Ricordiamoci, però, che la comunità ideale non esiste, e nemmeno il parroco ideale, e nemmeno i fedeli ideali, e nemmeno il vescovo ideale! E che la vita di una comunità non può dipendere da un parroco e da un suo eventuale cambiamento! L’assemblea che abbiamo vissuto, ci ha dato la possibilità di incontrarci ed ha fatto emergere, prepotentemente, una necessità: che prima di qualunque azione ci deve essere il dialogo, l’incontro, la relazione…
Permettetemi di chiedere a tutti voi, che con me e con il parroco, con i sacerdoti e i diaconi, le religiose e tutti gli operatori pastorali, siete al servizio di Gesù e del Vangelo un grande regalo della Squilla e di Natale: la vostra collaborazione, generosa e appassionata, al di là di ogni chiacchiera e di ogni passato, nell’annuncio della Buona Novella e nella costruzione di una comunità sull’unico fondamento che è Cristo, perché nessuno dica “io sono di Paolo”, “io invece sono di Apollo”, “io invece di Cefa”, “e io di Cristo” (cfr. 1Cor 1, 12).
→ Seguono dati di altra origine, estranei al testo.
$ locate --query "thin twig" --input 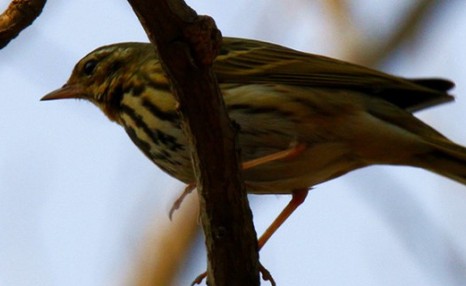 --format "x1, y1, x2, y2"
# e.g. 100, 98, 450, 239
0, 0, 46, 49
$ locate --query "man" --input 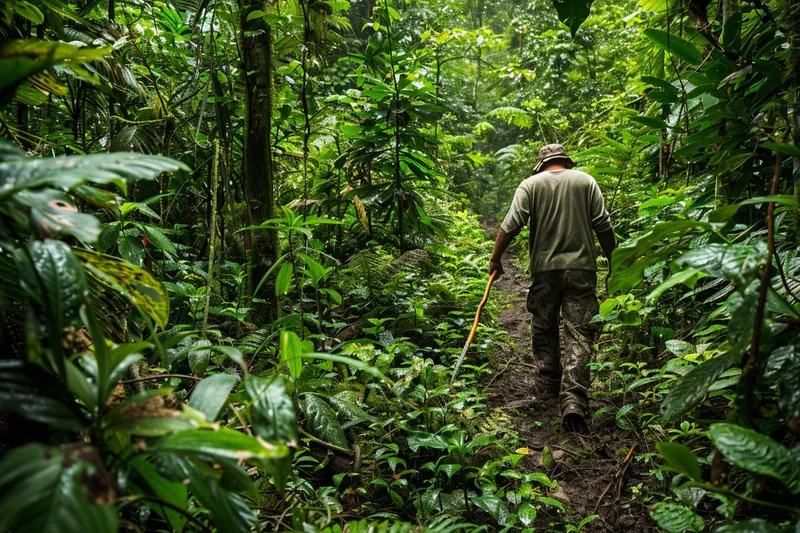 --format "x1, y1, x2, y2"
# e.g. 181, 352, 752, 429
489, 144, 616, 431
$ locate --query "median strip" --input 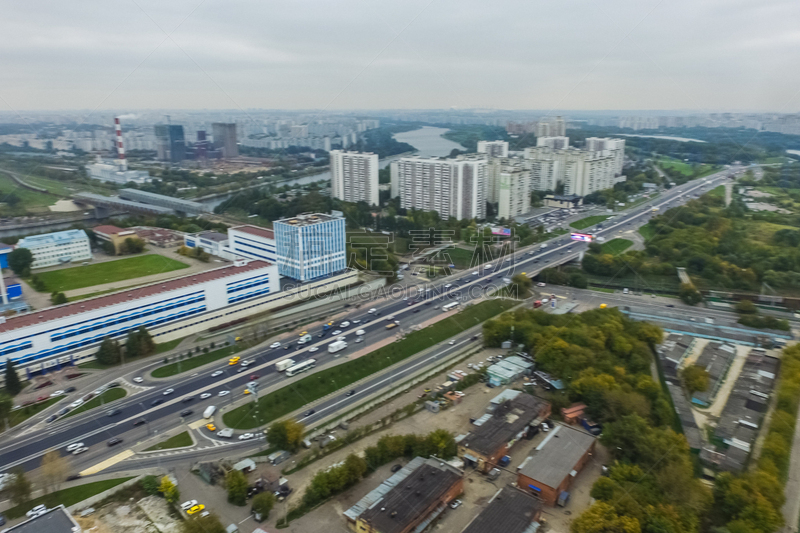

Così, alla luce dello Spirito e colmi della Grazia del Signore, non ostacoleremo la volontà e l’opera del Signore e, anzi, ne diventeremo collaboratori con un servizio in cui emerga il dono dell’umiltà affinché Lui cresca e noi diminuiamo (cfr. Gv 3, 30).
Tantissimi auguri per un Santo Natale e per un sereno 2021. Il Signore colmi della sua benedizione e dei suoi doni ciascuno di voi, le vostre famiglie e tutta la comunità parrocchiale.